Atul Gawande’s Being Mortal is a brutally honest, but carefully crafted confrontation with mortality. None of us comes here to stay, but it is rare to spend time thinking strategically about earthly departure, until it seems near and inevitable. In the throws of terminal illnesses, Americans often choose costly medical procedures that don’t prolong life and that sometimes shorten and hinder the little bit of life that remains.
Gawande challenges us to begin to think critically about how we will spend our final days. He doesn’t just ask how we want to die, he’s more concerned with how we want to live. He asks the reader to consider what fulfills us. What is our purpose? What gives us a reason to live? Then he encourages us to build decisions about our medical care and end of life plans around our purpose, choosing options that enable us to continue fulfilling our purpose as effectively as possible for as long as we are able. But issues of purpose and fulfillment are not medical. Rather, they are spiritual.

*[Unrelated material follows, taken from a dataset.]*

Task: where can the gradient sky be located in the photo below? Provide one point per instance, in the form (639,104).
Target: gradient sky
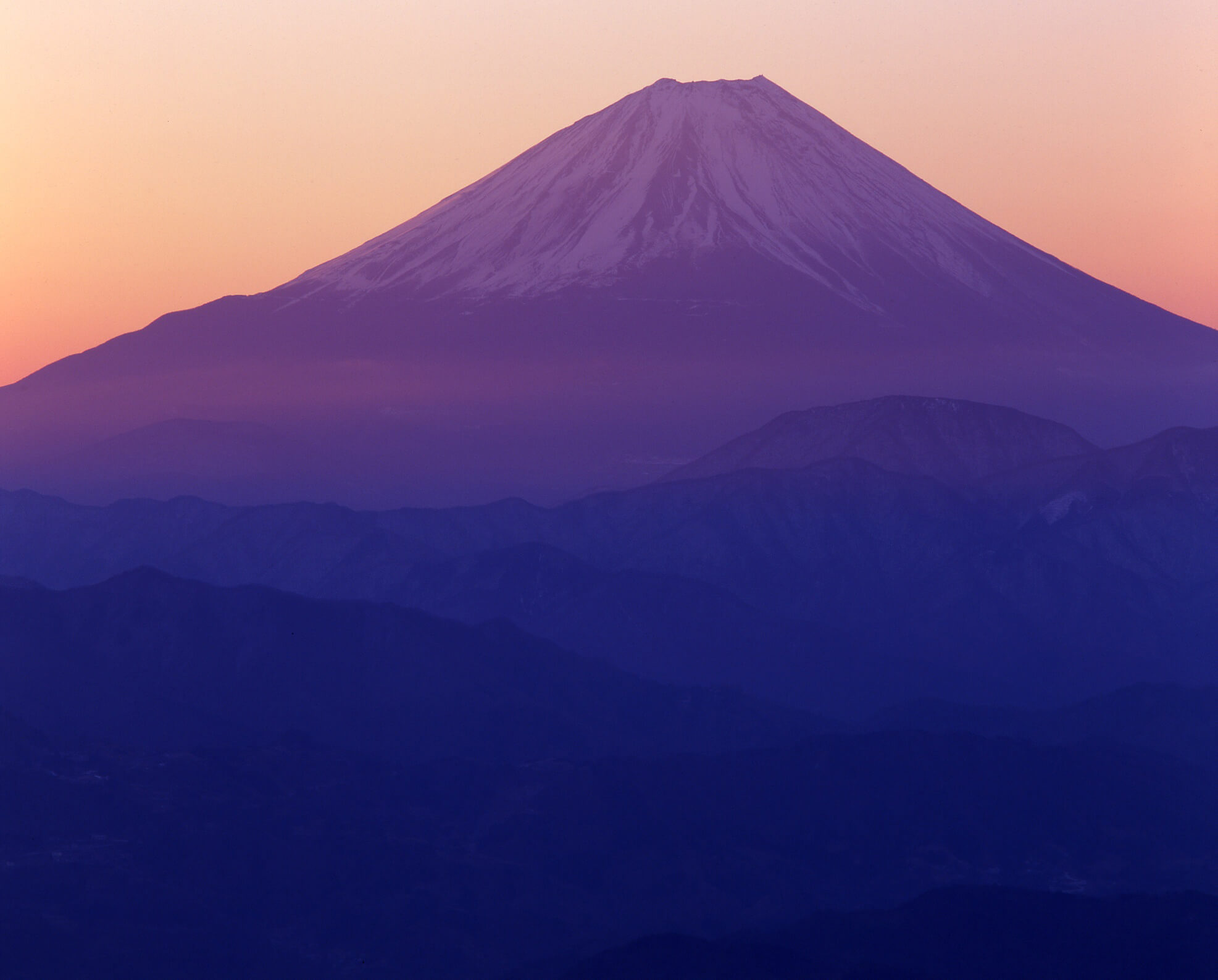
(157,154)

Medical professionals concentrate on the repair of health, not sustenance of the soul. Yet- and this is the painful paradox- we have decided that they should be the ones who largely define how we live in our waning days. page 168
Despite being extensively trained and highly educated, Gawande reminds us that medical professionals are ill-equipped for soul work. So then, who is equipped to care for the soul? Is there a space designed to help us discover what matters most? Where can we turn to learn to tap into our center and find our grounding? Dr. Claudette Copeland says that this grounding comes through the identification of and adherence to core values. Once you align your core, all other life choices can be tethered to the core. This tapping in and tethering begins with faith.
Having a belief system nourishes and repairs the soul and becomes the navigational center for direction in life. As a Christian, my faith is informed by the Bible, nourished by spending time in community with other believers, and strengthened by spiritual disciplines and self-reflection. It is through spiritual disciplines such as prayer and fasting, coupled with self-reflection that I have found my life’s purpose(s) and discovered what matters most. My life choices, including where and how I will spend the rest of my days will support and fulfill my purpose. Gawande suggests that the sequence of decision making should be: soul first, body second.
Being Mortal is 263 pages of difficult but necessary conversation out of which an important leadership lesson also emerges. Decisions are often based on needs as perceived by an external decision-maker, but it is a wiser, more responsible use of energy and resources to meet others’ actual needs rather than their perceived needs. This approach to leadership requires spending extra time engaging people to determine what their real needs are, rather than making assumptions from a disengaged space. It also requires the selection of leaders who are willing to invest the time to gather the information and who care enough to be guided by what they learn. Finally, it requires choosing men and women whose moral compasses hold them accountable to ethical decision-making, even when no one is looking.
As campaign season gears up for the 2016 presidential election and more candidates toss their hats into the ring, I wonder who has the strongest core. I wish there was some way to build a campaign platform based on history of moral and ethical decision making rather than lofty, empty promises. Which candidate has a demonstrated record of leading from a tethered place? Who has invested time in discovering their own core values and is willing to invest equal time in discovering what matters to future constituents? That’s the candidate that will get my vote.
The most valuable books for me are those that call me to continue in conversation with them long after I have closed their covers. Being Mortal is one of those books.